Hikâye alçakgönüllülüktür
Bağ Çorbası kitabından da bahseden Necati Mert, “Hikâye alçakgönüllülüktür. Çark Deresi Sakarya Nehri’ne kıyasla bu alçakgönüllülüğü taşımaktadır. Bu yüzden hikâye alanına ağırlık vereceğim yayın evlerinin adını “Çark Suyu” koydum. Çark Suyu adını seviyorum ve hikâyecilik yanımla da uyuştuğunu düşünüyorum. Bağ çorbası, el altında bulunan malzemeler ile yapılır. Bu Adapazarı yerlisinin kanaatkâr kültürü ile denk düşen bir şeydir” dedi.

3 büyüktür 64’ten
Necati Mert konuşmasının son bölümünde şehrin kültür hayatına da değindi. Mert, “67 yaşındayım. 2010 Şubat’ından bugüne kadar yapılanlar şehrin tarihi boyunca yaşanmamış zenginlikte, bu yüzden 3 büyüktür 64’ten diyebilirim. Paneller, açık oturumlar, yapılmadık şey kalmadı. Şehir genelinde kültür faaliyetleri artıyor. Bunda Başkan Zeki Toçoğlu’nun açtığı alanı iyi dolduran Kültür Dairesi’nin büyük payı var. Bundan büyük memnuniyet duyuyorum” ifadelerini kullandı.

 

“Bağ Çorbası”
Söyleşinin sonunda Sakarya Büyükşehir Belediyesi Başkanvekili Fevzi Kılıç, “Ustamızın 40. yılını hep birlikte kutlamaktan onur duyuyoruz. Kendilerine sağlıklı nice güzel yıllar diliyoruz” diyerek Necati Mert’e plaket ve çiçek takdim.

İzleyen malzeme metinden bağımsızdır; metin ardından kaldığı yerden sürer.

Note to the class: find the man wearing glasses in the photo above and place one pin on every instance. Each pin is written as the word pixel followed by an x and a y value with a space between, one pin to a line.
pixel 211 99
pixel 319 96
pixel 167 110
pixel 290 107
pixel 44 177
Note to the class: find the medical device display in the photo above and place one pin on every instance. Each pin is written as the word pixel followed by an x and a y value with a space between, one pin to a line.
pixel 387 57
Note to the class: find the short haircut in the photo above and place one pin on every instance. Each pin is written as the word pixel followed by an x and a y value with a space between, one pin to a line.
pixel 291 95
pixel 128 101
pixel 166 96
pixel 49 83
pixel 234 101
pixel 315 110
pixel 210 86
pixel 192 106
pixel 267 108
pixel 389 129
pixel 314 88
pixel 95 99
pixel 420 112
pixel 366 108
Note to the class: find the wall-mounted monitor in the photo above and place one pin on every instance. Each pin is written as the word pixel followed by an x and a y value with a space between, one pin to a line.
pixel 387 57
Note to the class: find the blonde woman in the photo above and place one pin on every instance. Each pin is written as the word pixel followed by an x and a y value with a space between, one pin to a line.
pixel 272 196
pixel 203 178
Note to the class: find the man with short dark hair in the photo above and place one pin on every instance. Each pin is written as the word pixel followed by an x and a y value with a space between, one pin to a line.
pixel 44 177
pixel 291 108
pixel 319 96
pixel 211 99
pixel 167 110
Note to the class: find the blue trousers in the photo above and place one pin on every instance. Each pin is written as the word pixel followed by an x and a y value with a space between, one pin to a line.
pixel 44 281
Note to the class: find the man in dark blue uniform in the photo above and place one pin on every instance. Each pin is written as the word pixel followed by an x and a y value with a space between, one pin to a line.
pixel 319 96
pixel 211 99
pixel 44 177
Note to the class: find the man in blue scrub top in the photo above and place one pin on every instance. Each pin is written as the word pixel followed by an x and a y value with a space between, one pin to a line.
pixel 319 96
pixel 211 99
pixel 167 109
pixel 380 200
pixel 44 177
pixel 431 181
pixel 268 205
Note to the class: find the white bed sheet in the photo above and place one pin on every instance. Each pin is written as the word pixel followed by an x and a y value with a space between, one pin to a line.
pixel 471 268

Necati Mert daha sonra Büyükşehir Belediyesi Kültür ve Sosyal İşler Dairesi Başkanlığı Kültür Yayınları tarafından yayımlanan, kendisinin Adapazarı’nda şehir kültürünü anlatan Bağ Çorbası’nın kitap tanıtım kokteylinde kitaplarını imzaladı.